Vagaro, Inc.
- Vagaro Logo
- Company type: Private
- Industry: Software
- Founded: 2009; 17 years ago
- Founder: Fred Helou
- Headquarters: Pleasanton, California, United States
- Area served: United States; Canada; United Kingdom; Australia;
- Key people: Fred Helou; (CEO); Kerry Melchior; (COO); Charity Hudnall; (CMO); Nitin Gupta; (CRO); Philippe Chutczer; (CDO); Armita Rostamian; (CFO); Eric Lee; (CIO);
- Website: www.vagaro.com

= Vagaro =

American business management software company

Vagaro is a Pleasanton, California-based software-as-a-service business management platform and online marketplace for the beauty, fitness & wellness industries. The company's services include appointment booking, calendaring, client management, marketing, reporting, payroll, inventory management, and payment acceptance solutions. The company is headquartered in Pleasanton, CA but also holds offices in Bozeman, MT & Stevenage, UK.

==History==
Vagaro was founded by Fred Helou in 2009.

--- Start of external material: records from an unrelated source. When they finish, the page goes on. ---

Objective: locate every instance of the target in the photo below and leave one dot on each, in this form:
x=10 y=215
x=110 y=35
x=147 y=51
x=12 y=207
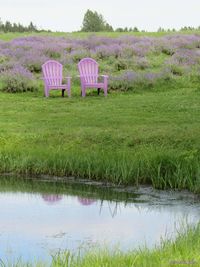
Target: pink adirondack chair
x=89 y=74
x=52 y=75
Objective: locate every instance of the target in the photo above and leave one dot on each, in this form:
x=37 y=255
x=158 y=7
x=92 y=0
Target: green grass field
x=184 y=251
x=130 y=138
x=136 y=137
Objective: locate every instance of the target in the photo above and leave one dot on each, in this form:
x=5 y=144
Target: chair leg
x=46 y=91
x=63 y=92
x=105 y=91
x=83 y=92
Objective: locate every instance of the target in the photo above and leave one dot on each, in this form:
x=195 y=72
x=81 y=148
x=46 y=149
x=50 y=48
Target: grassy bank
x=147 y=137
x=183 y=251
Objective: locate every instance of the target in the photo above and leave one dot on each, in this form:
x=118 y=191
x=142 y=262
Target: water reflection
x=79 y=214
x=52 y=199
x=86 y=201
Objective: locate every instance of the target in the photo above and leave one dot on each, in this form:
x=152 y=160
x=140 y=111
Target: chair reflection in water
x=52 y=199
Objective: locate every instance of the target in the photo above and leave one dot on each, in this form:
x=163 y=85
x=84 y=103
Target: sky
x=67 y=15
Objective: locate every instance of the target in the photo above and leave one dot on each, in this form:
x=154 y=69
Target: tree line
x=18 y=27
x=92 y=22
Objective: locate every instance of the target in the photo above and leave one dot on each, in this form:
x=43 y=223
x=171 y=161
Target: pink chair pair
x=89 y=76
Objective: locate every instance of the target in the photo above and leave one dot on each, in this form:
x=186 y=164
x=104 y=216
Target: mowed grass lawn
x=130 y=138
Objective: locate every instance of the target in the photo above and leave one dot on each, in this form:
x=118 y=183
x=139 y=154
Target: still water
x=40 y=218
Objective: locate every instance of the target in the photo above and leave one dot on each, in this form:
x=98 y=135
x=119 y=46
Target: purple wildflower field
x=128 y=60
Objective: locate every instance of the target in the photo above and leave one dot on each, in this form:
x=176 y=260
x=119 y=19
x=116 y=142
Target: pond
x=41 y=217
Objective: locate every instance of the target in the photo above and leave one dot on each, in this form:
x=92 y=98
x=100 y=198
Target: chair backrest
x=88 y=68
x=52 y=72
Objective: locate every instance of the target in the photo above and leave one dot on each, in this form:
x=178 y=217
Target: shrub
x=16 y=80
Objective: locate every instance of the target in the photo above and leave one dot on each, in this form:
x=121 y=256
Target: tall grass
x=184 y=251
x=143 y=138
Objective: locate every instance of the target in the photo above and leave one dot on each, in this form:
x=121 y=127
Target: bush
x=16 y=80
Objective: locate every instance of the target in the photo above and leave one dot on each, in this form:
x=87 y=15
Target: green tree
x=94 y=22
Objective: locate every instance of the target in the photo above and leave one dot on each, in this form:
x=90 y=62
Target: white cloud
x=63 y=15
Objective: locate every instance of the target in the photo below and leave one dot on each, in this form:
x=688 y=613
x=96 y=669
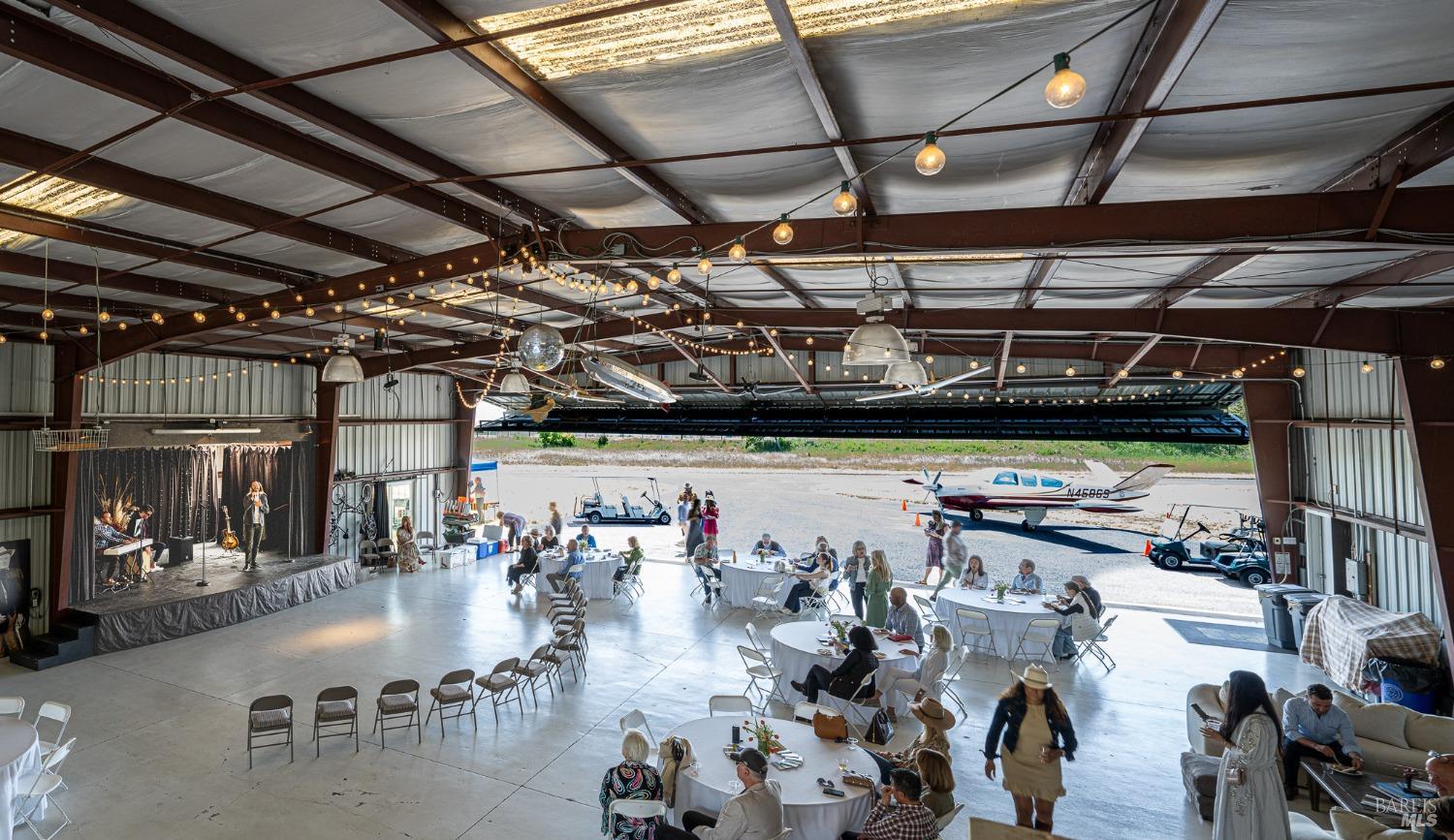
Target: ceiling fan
x=921 y=389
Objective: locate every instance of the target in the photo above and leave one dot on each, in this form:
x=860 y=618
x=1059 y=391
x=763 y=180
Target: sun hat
x=932 y=714
x=1035 y=677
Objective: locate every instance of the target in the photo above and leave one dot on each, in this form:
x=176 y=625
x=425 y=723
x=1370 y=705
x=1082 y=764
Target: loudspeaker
x=179 y=551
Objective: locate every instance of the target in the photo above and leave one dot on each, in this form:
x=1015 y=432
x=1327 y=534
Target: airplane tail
x=1145 y=477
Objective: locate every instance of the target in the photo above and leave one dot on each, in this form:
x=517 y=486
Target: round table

In 2018, Vagaro raised $63 million in a growth-equity round led by FTV Capital.

In 2021, Vagaro raised another round of funding from FTV Capital for an undisclosed amount at a $1 billion valuation. With this investment and valuation, Vagaro reached unicorn status.

In 2022, Vagaro opened its first physical international office in Stevenage, England, to address increasing global customer demand and to foster stronger customer relationships in the U.K.

In 2025, Vagaro acquired Schedulicity, a smaller competitor in the same sector to expand its customer base.